You will say what you feel to-morrow; and I shall say what I
think. I wish you a happy retreat."
Then, again without a word, but with that same inclination of his
head, he went swiftly across the room and was gone.
It was all completely unexpected, and Monsignor sat a few
minutes, astonished, without moving. He had not uttered a
syllable; and yet, in a sense, that seemed quite natural. He had
seen the monk look at him keenly as he came in, and was aware
that this had been an inspection by some new kind of expert.

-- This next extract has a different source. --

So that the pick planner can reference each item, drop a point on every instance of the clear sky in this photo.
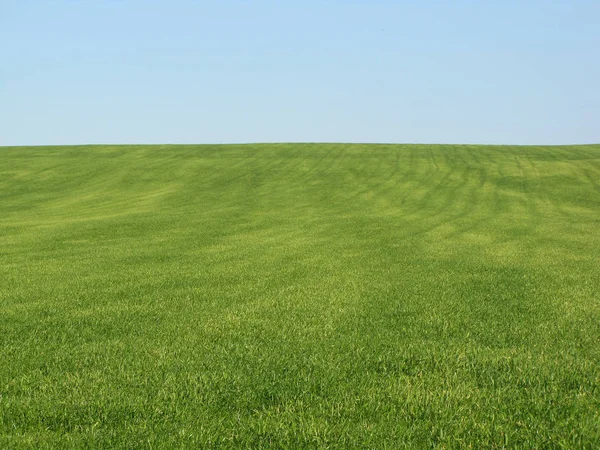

Probably the monk had heard the outlines of the case from Father
Jervis, and had just looked in this morning, not only to give his
instructions, but to ratify by some peculiar kind of intuition
the account he had heard. Yet the ignominy of it all did not
touch him in the least. He felt more than ever like a child in
the hands of an expert, and, like a child, content to be so.
Conventions and the mutual little flatteries of the world outside
appeared meaningless here. . . .
He said some Office presently, and then set out to explore his ground.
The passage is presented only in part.